Vivia no meio da rua,
sem endereço e sem pouso certo, um cão que de tão magro e franzino era
conhecido entre a cachorrada como Sibite.
Sibite podia se
definir como a própria liberdade encarnada em um cão. Não tinha casa, não tinha
laços com ninguém, era dono de si, sua vontade dirigia seus atos. Era assim um
cosmopolita.
Certa feita, Sibite
dormia tranquilo embaixo do banco de uma praça, uma praça qualquer, dessas que
ele elegia como seu lar provisório, quando se deixou prender a atenção para um
homem que sentado no banco da praça chorava como criança.
Sibite se comoveu com
a dor daquele homem. Não sabia do que se tratava, aliás, nem tinha a pretensão
para tanto, mas, por um instante, pode sentir a dor dele que de tão grande fez
Sibite querer dividi-la, na esperança de que compartilhada fosse aliviada como
um sopro gélido em feridas escaldantes.
E nesse transe de
compartilhamento de sentimentos, Sibite conheceu a dor do homem e ela tinha
nome: Chamava-se decepção.
Quis conhece-la
melhor, sua face era desfigurada, teve medo. Sibite fez da fraqueza força e a
enfrentou. Percebeu que se mostrava de diferentes maneiras, a daquele homem era
imensa, com raízes na honra e galhos no ego.
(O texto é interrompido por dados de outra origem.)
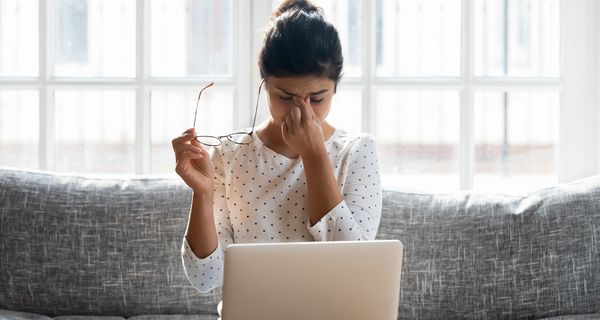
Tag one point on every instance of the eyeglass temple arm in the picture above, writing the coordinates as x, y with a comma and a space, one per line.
198, 101
256, 107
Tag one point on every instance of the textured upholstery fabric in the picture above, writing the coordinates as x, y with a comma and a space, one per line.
16, 315
576, 317
72, 245
481, 256
110, 247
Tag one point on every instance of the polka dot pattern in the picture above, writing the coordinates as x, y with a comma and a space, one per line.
261, 196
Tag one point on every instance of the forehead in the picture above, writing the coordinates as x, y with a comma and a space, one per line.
300, 85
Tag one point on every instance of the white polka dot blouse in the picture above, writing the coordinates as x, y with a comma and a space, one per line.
261, 196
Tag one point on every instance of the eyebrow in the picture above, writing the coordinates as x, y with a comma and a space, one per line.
311, 94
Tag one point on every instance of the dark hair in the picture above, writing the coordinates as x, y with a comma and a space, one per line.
301, 42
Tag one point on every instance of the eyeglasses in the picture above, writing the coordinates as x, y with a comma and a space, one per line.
240, 137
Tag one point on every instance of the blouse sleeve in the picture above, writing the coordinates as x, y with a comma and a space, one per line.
357, 216
207, 273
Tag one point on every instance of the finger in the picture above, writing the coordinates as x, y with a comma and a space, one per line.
188, 147
304, 106
183, 138
190, 131
189, 155
289, 122
296, 115
284, 130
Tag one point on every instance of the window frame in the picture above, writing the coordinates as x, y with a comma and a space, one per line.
578, 147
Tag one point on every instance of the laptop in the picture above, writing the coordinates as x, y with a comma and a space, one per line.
312, 280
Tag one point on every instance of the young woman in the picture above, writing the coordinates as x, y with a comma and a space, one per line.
297, 178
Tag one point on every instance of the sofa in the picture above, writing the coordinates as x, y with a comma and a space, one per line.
78, 247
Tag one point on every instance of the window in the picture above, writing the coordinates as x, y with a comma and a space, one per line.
496, 95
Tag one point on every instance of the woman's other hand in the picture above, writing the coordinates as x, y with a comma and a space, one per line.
193, 163
301, 130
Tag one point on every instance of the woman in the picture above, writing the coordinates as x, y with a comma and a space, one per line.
300, 178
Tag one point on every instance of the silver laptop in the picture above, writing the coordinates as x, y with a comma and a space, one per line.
312, 280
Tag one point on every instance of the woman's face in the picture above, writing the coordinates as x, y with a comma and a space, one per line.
281, 92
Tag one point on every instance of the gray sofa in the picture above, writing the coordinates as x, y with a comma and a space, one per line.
78, 246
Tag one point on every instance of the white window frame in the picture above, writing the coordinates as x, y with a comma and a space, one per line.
143, 83
578, 150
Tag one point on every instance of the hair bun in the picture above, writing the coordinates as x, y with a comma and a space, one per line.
295, 5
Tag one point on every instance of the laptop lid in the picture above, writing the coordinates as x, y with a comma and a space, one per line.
312, 280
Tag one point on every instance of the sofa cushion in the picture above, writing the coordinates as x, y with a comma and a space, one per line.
77, 245
16, 315
477, 256
80, 317
595, 316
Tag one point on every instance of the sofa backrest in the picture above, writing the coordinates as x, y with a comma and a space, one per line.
483, 256
75, 245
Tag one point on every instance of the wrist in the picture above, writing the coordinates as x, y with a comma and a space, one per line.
318, 154
203, 196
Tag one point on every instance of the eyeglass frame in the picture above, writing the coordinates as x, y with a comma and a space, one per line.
228, 136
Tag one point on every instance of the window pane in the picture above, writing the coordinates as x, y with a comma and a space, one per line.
95, 131
346, 110
19, 38
515, 140
19, 128
191, 38
173, 112
418, 135
418, 38
95, 38
517, 38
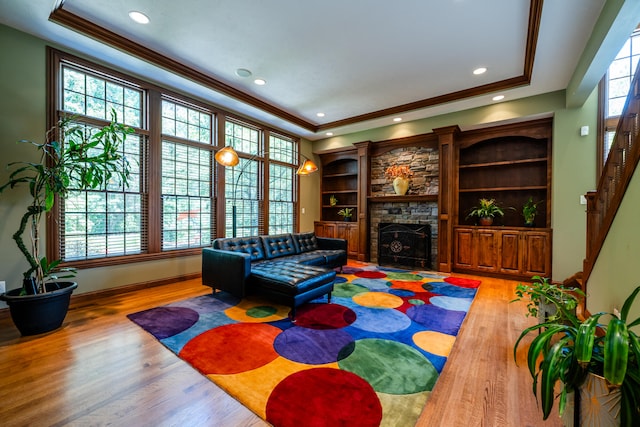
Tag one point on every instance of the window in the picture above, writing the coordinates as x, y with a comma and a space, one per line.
281, 189
614, 89
242, 183
106, 222
169, 207
186, 177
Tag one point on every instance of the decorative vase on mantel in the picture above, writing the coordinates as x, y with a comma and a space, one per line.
401, 185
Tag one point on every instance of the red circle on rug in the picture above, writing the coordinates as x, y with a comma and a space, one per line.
323, 397
366, 274
218, 350
464, 283
324, 316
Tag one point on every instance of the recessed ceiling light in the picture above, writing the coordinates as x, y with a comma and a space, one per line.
243, 72
139, 17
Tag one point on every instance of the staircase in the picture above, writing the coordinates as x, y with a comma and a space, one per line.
603, 204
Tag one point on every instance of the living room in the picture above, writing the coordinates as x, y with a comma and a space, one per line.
25, 108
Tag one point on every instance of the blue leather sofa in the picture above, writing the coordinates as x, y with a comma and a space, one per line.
291, 268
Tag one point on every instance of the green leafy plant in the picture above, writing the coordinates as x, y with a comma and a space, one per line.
346, 212
73, 156
487, 208
537, 293
572, 350
530, 210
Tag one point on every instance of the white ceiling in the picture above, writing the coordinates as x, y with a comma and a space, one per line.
345, 58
Estando frente a frente quis saber dela mesma
a sua razão e ela logo respondeu: Foram promessas quebradas. Pode sentir que a decepção, embora sentimento
único, se apresenta com duas faces que oscilam entre o ingênuo inacreditável do
“antes” e a cruel constatação da realidade dos fatos do “depois”.
Desnorteando a razão, revela-se um fardo
pesado, difícil de carregar já que seu caminhar é sem chão, sem rumo, apresentando
muitas estradas, mas nenhuma direção. E porque sem chão, para continuar, ao ser
decepcionado não resta outra alternativa a não ser do peito dilacerado criar
asas e aprender a voar.
Sibite silenciou porque compreendeu que por
mais que se compadecesse daquele homem, somente a ele cabia se reinventar e,
nesse novo ser, encontrar novas razões para viver. Quem sabe o choro do homem -
criança não fosse o início do aprendizado de que somente se despojando de si,
se poderá encontrar o verdadeiro “eu”.